If you are using a larger format sd card and you see an error like dd: failed to open '/dev/sda': Read-only file system, then the tab on the side of the sd card is in the read-only position. Try sliding it to the other position and then try again.

Step 4. Boot

Pop the sd card into the Raspi, plug in the power, and wait for it to boot it up. If everything was set up property, the system should boot up, connect to the wifi, and ssh should be running. It should have my ssh keys loaded, so I should be able to log in without having to type in my password. I should be able to run sudo without any password. Everything should be ready to do the next stage of the build.

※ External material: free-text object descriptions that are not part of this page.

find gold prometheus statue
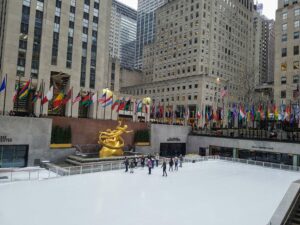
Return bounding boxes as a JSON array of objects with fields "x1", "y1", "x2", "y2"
[{"x1": 98, "y1": 121, "x2": 133, "y2": 158}]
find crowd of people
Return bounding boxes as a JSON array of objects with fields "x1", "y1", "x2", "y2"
[{"x1": 124, "y1": 154, "x2": 184, "y2": 177}]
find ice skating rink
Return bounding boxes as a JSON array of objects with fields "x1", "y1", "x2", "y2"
[{"x1": 0, "y1": 160, "x2": 299, "y2": 225}]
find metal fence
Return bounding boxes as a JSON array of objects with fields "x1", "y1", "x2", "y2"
[{"x1": 2, "y1": 155, "x2": 300, "y2": 183}]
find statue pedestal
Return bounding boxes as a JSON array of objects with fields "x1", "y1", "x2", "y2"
[{"x1": 99, "y1": 146, "x2": 124, "y2": 158}]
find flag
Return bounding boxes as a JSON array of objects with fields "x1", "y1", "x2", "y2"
[
  {"x1": 117, "y1": 98, "x2": 126, "y2": 111},
  {"x1": 62, "y1": 89, "x2": 72, "y2": 105},
  {"x1": 250, "y1": 105, "x2": 255, "y2": 121},
  {"x1": 196, "y1": 106, "x2": 201, "y2": 119},
  {"x1": 81, "y1": 93, "x2": 91, "y2": 107},
  {"x1": 124, "y1": 98, "x2": 131, "y2": 111},
  {"x1": 92, "y1": 93, "x2": 98, "y2": 104},
  {"x1": 53, "y1": 92, "x2": 64, "y2": 109},
  {"x1": 19, "y1": 80, "x2": 31, "y2": 100},
  {"x1": 72, "y1": 92, "x2": 81, "y2": 105},
  {"x1": 102, "y1": 96, "x2": 113, "y2": 108},
  {"x1": 112, "y1": 99, "x2": 120, "y2": 111},
  {"x1": 0, "y1": 77, "x2": 6, "y2": 93},
  {"x1": 98, "y1": 93, "x2": 106, "y2": 103},
  {"x1": 239, "y1": 105, "x2": 245, "y2": 119},
  {"x1": 137, "y1": 100, "x2": 143, "y2": 112},
  {"x1": 13, "y1": 83, "x2": 19, "y2": 103},
  {"x1": 32, "y1": 84, "x2": 42, "y2": 103},
  {"x1": 41, "y1": 86, "x2": 53, "y2": 105}
]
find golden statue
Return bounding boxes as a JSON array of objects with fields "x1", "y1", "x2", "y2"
[{"x1": 98, "y1": 121, "x2": 133, "y2": 158}]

Give it a few minutes for the first boot since it needs to do things like generate SSH keys and resize the filesystem.

Find the IP address and verify it's up.

# if you have DHCP / DNS set up, try pinging using the hostname
ping myhostname

# alternately try pinging using mDNS
ping myhostname.local

# you might find the ip address using your router or wifi access point

If you were rebuilding a box you had previously logged in to over ssh, your known ssh hosts file will need to be updated. This command will remove your existing keys to clear the WARNING: REMOTE HOST IDENTIFICATION HAS CHANGED! message you'll see the first time you log in.

ssh-keygen -R myhostname

Other Observations

firstrun.sh munged

I noticed some weirdness here when the firstrun.sh script ran. The script contained a line like this:

rm -f /boot/firstrun.sh

When I went to boot up, it just appeared to shut back down again. When I mounted the sdcard back on my workstation, I was surprised to find that my firstrun.sh had been modified. The rm line had been replaced with this:

rm -f /boot/firmware/firstrun.sh
sed -i 's| systemd\.[^ ]*||g' /boot/firmware/cmdline.txt
exit 0

In my case, the rm line had been inside a function, and whatever modified my script broke the function definition and caused a syntax error, which prevented the system from booting properly. I haven't dug in to figure out where this is happening, but I moved the 'rm' line to the end of the script so that the search and replace doesn't cause any syntax errors.